Whatever the debated cultural parameters of the story, the theological parameters are more clear. The wedding garment is provided by the King (the Father), who clothes us in righteousness at our baptism. as we saw in the quote above from Revelation:
For the wedding of the Lamb has come, and his bride has made herself ready. Fine linen, bright and clean, was given her to wear.” (Fine linen stands for the righteousness of God’s holy people. (Rev 19:8)
Yes, here is the baptismal gown, the robe of righteousness, which God gives to the baptized who have been washed in the blood of the Lamb!
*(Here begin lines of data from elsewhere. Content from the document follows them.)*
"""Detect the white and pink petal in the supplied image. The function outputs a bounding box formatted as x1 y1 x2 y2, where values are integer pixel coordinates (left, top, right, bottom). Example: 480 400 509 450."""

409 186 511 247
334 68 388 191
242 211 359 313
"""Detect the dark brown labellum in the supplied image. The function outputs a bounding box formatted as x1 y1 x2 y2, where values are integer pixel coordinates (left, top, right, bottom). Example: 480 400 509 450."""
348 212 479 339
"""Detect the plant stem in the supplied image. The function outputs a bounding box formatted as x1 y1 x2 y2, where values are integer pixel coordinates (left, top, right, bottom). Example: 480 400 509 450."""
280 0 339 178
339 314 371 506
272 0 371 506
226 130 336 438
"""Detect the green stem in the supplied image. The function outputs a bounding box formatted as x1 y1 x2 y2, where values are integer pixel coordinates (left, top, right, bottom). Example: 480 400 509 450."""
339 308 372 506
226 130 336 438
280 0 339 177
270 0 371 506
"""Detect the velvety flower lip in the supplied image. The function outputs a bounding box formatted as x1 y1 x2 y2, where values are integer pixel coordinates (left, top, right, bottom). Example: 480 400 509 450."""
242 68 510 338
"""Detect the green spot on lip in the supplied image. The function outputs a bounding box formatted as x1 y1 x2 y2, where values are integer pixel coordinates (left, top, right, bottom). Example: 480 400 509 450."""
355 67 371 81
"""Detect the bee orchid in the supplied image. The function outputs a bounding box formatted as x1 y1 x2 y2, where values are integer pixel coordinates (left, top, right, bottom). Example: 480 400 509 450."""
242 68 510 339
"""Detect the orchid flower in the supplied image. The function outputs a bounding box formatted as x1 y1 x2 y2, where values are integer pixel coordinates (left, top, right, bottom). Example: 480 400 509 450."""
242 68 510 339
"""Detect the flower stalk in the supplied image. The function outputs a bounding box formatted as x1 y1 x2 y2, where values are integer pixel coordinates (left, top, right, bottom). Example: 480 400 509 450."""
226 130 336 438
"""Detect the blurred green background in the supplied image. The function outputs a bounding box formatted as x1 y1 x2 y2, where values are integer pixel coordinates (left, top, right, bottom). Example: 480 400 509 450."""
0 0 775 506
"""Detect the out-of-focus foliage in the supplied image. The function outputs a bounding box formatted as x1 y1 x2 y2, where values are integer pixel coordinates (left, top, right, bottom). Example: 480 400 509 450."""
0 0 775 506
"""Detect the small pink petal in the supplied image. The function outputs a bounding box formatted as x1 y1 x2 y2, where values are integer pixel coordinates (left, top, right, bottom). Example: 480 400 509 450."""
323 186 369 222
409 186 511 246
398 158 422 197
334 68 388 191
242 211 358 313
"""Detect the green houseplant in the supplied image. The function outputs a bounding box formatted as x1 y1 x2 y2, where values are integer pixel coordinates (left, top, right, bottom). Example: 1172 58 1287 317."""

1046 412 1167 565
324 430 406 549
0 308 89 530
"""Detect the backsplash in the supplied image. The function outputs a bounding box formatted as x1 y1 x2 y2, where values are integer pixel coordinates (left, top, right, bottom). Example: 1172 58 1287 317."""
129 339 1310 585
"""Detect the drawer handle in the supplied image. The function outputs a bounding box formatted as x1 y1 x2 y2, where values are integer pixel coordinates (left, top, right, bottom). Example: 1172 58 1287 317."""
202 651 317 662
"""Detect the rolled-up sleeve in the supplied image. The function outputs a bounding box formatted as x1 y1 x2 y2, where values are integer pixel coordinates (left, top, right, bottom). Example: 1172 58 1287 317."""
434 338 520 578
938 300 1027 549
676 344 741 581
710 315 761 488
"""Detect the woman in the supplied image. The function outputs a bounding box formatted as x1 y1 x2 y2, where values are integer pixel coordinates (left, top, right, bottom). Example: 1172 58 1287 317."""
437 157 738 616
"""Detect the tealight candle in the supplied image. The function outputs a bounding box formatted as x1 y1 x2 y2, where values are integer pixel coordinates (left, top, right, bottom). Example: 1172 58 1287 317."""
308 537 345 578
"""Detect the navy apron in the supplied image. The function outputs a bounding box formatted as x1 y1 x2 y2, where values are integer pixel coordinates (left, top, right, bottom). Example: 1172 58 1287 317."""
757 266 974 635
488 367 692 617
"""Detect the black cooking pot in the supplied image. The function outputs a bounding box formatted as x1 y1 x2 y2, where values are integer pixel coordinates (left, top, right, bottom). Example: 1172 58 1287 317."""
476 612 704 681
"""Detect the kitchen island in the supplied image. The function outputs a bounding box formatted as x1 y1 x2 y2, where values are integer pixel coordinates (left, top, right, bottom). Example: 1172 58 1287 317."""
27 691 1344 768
In the baptismal rite the celebrant says to the newly baptized, pointing to their white garment:
You have clothed yourself in Christ. Receive this baptismal garment and bring it unstained to the judgment seat of our Lord Jesus Christ, so that you may have everlasting life. (# 578)
Hence, in the parable, the man is not clothed properly not because he is poor or was pulled in off the street. He is not clothed properly because he has cast aside the garment he was given. Now again recall the garment is no mere cloth. It is an allegory for righteousness. And this righteousness is received and must be cherished. Without it, we cannot endure or remain in the Wedding Feast of the Lamb, which is heaven.
And thus ends one of the most shocking parables Jesus ever told. (We will examine the “many are called, few are chosen” aspect of the text this Sunday). And though the parameters of this parable do shock, Jesus speaks them with an urgent love to bring forth godly repentance from us and to stir an evangelical urgency in us to reach others before “Great and Terrible Day of the Lord” comes (cf Joel 2:31; Mal 4:5 inter al). On that day there will be only two places: safe in the wedding feast with the Lord, or outside in a fiery judgement that is coming on this world.
An old spiritual says, God’s gonna set this world on Fire one of these days. Another old spiritual says, I got a robe, you got a robe, all God’s children got a robe. When I get to heaven gonna put on my robe and go wear it all over God’s heaven! Everybody talkin’ bout heaven ain’t a goin’ there!
Make sure you’ve got your robe and keep it washed in the blood of the Lamb.